Was hier in kurzen Abschnitten dem Herrn und der Dame als Leitfaden geboten ist, zeigt, wie man sich benehmen soll, um nicht Anstoß zu erregen; es sind Winke das Leben zu erleichtern, indem unnötige Zweifel beseitigt werden. Das Buch möchte beratend einwirken, ohne schroff zu sagen: so und nicht anders gehört es sich. Da der gute Ton im Verkehr mit dem lieben Nächsten zum Ausdruck kommt, bilde eine kleine Betrachtung über neue Geselligkeit den Abschluß.

In der Entwicklung des geselligen Lebens zeigt sich von Anfang an eine konservative Richtung, die stets zur Herrschaft drängt und mit der Zeit noch aus jedem Umsturz siegreich hervorgegangen ist.
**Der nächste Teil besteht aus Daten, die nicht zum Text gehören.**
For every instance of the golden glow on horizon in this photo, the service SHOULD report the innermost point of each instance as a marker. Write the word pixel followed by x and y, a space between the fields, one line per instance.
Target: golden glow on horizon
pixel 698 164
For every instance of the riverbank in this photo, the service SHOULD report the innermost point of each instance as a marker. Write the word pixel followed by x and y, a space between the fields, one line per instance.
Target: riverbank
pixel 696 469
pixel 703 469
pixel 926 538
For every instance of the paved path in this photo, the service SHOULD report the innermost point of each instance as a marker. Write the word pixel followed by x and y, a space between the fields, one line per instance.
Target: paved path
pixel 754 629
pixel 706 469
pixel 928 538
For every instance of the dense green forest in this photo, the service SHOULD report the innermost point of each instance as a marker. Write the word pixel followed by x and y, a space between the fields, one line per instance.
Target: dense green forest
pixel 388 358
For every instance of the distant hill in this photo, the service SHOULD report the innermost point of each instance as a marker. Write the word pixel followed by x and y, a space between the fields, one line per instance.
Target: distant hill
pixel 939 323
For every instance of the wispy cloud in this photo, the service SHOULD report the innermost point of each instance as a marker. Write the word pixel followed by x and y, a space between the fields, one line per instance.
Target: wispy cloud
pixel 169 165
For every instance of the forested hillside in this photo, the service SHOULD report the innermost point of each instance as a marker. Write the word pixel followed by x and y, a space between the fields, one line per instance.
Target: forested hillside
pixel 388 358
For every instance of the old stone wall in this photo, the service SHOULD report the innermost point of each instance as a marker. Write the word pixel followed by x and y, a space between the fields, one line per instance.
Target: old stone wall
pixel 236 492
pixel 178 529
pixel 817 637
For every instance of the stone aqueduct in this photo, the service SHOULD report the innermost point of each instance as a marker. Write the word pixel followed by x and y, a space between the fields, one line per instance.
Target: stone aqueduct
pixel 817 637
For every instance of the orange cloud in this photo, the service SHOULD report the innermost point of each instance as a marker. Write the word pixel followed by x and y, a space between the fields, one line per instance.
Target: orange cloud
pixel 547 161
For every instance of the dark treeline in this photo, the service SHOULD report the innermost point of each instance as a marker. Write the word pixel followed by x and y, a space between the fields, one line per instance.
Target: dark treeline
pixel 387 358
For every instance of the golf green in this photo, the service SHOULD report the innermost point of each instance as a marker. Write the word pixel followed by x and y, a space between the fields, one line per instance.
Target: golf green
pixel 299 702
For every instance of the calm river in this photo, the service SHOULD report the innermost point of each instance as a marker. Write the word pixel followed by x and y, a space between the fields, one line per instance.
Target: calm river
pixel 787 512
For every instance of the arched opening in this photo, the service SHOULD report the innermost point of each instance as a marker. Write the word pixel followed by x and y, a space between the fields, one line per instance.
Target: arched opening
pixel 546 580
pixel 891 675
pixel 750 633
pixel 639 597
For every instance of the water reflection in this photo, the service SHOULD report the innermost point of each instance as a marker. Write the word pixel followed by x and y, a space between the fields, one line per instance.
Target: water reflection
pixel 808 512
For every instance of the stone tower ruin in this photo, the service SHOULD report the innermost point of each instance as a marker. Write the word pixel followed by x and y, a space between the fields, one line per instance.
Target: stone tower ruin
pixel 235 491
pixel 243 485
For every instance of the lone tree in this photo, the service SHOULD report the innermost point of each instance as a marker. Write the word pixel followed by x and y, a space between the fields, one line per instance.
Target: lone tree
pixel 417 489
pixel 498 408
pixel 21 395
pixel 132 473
So auffallend die äußeren Erscheinungen auch wechseln mögen, ihre tiefste Struktur kann nicht verbogen werden, eher zerbrochen in irgend welcher Katastrophe. Nach solchem[176] Bruch drängt sich aber bald eine naive Sehnsucht nach dem Erprobten zutage.

Schritt für Schritt, zuweilen Sprung für Sprung wird die allgemeine Zeitänderung von den geselligen Gepflogenheiten begleitet, und da kommt Altbewährtes in neuem Gewand.

Wie ist es möglich, im Zeitalter des Boxens, ein gepflegtes Gespräch, die Kunst zu plaudern plötzlich aufleben zu lassen unter Menschen, die deren Technik entbehren? Ein kluges Gespräch zu führen ist nicht so einfach, und es gehört mehr dazu als ein rationell entwickelter Körper.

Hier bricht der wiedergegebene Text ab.